Recipe Database

The intent with this database, was to visually represent 20 of my favorite recipies. I was inspired by Neo4J’s sample movies database, and thought the interaction of actors/movies/directors was similar to the interaction of ingredients in recipies. I generated this database in two ways.

  1. Using CSV files exported from a MySQL database
  2. Using Neo4J’s database generation language Cypher

Generating Graphic Database using CSVs

I followed Neo4J’s Northwind Graph sample database that converted a relational database to a graphical database using external CSV files. Indexes were generated on the primary keys and foriegn keys were matched to form data relationships. The main downside was that graphical databases did not function in the same “spider” format – and there were no visual relationships being portrayed here between the major nodes.

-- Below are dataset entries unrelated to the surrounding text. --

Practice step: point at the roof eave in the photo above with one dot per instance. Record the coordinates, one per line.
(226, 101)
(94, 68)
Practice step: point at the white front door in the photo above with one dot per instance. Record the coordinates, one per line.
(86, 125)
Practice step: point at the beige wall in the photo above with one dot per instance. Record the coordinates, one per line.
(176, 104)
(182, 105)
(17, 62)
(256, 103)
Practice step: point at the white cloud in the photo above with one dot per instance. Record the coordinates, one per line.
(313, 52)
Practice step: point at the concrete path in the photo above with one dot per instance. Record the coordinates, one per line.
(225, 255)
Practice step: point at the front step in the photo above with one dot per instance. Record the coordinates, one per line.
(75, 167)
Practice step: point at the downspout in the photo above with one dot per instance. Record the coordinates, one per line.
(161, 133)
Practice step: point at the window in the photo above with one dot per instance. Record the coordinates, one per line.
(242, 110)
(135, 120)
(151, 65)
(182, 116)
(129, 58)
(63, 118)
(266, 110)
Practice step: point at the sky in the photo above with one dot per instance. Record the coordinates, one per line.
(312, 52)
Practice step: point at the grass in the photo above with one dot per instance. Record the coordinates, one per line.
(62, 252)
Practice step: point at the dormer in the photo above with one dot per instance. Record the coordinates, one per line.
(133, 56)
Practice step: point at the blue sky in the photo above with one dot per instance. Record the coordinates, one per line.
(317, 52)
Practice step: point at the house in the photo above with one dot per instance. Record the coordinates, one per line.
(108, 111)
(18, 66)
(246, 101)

Generating Graphic Database using Cypher

I found using Cypher’s language to generate a Neo4J database to be the best way to construct the visual charts so we can analyze the data. There are benefits to just seeing these cluters of data – the right side appears to display “sweets” while the left displays savory. There are also pockets within that demonstrate different tastes. Savory asian dishes for example, are bunched together because they use similar ingredients. I think graphical databases like Neo4J could be used to generate recipes and ingredients that commonly work well together. (A concept already attempted by the way, link is here: http://aiweirdness.com/tagged/cookbook)

RNeo4j

Finally, I attemped to use RNeo4J using the tutorial below. I was able to successfully import all of the data into a Neo4J database.

https://neo4j.com/blog/upload-last-fm-data-neo4j-rneo4j-transactional-endpoint/

library(RNeo4j)
#library(RNeo4j)

Foods = startGraph("http://localhost:7474/db/data/")

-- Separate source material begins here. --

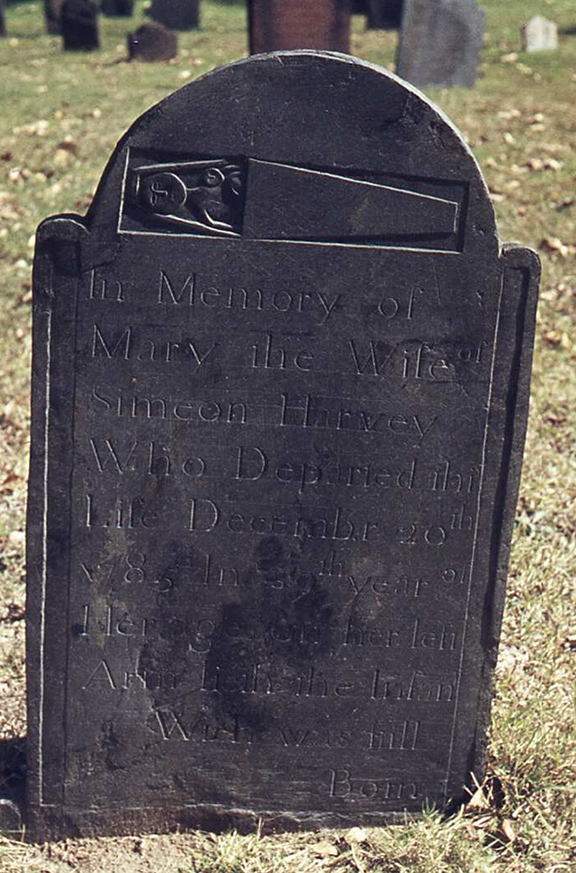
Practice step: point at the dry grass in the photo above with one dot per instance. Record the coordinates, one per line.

URL1 <- "https://raw.githubusercontent.com/Michelebradley/DATA_607_HW/master/GraphDatabase/titles.csv"
URL2 <- "https://raw.githubusercontent.com/Michelebradley/DATA_607_HW/master/GraphDatabase/ingredients.csv"

titles <- read.csv(URL1, header=TRUE)
ingredients <- read.csv(URL2, header=TRUE)
addConstraint(Foods, "Recipe_ID", "Recipe_ID")

query1 <- "
CREATE (r:Recipe {Recipe_ID: {Recipe_ID}, Recipe_Title: {Recipe_Title}, Source: {Source}, Diet: {Diet}, Meal: {Meal}})
"

f = newTransaction(Foods)

for (i in 1:nrow(titles)) {
  appendCypher(f, 
               query1, 
               Recipe_ID = titles$Recipe_ID[i], 
               Recipe_Title = titles$Recipe_Title[i],
               Source = titles$Source[i],
               Diet = titles$Diet[i],
               Meal = titles$Meal[i])
}

commit(f)
addConstraint(Foods, "Ingredient_ID", "Ingredient_ID")

query2 <- "
CREATE (i:Ingredient {Ingredient_ID: {Ingredient_ID}, Ingredient_Name: {Ingredient_Name}, Ingredient_Num_Measurement: {Ingredient_Num_Measurement}, Ingredient_Unit_Measurement: {Ingredient_Unit_Measuremen}, Recipe_ID: {Recipe_ID}})
"

f = newTransaction(Foods)

for (i in 1:nrow(ingredients)) {
  appendCypher(f, 
               query2, 
               Ingredient_ID = ingredients$Ingredient_ID[i], 
               Ingredient_Name = ingredients$Ingredient_Name[i],
               Ingredient_Num_Measurement = ingredients$Ingredient_Num_Measurement[i],
               Ingredient_Unit_Measuremen = ingredients$Ingredient_Unit_Measurement[i],
               Recipe_ID = ingredients$Recipe_ID[i])
}

commit(f)
query3 <- "MATCH (i:Ingredient), (r:Recipe)
WHERE i.Recipe_ID = r.Recipe_ID
CREATE (i)-[:INGREDIENT_IN]->(r)"

cypher(Foods, query3)

Sample Query using RNeo4J

query4 = "MATCH (i:Ingredient)-->(r:Recipe) RETURN i.Ingredient_Name, collect(distinct r.Meal) as Categories"
output = cypher(Foods, query4)

head(output)

Pros/Cons of a Graphic NoSQL Database

Pros

  • Faster processing/querying/adding new data
  • Flexible and can take in data without worrying about null values, relationship issues, or data structures
  • Build relationships based on nodes, so it is easier to analyze relationships between nodes

Cons

  • No standard query language
  • No predefined schema
  • Few tools to support data analytics

Pros/Cons of a Relational Database

Pros

  • Data is structured and organized
  • Commonly used Structured Query Langauge
  • Atomic transactions support

Cons

  • Fixed schema for organizing data that can be difficult to edit once implemented
  • Isn’t community-driven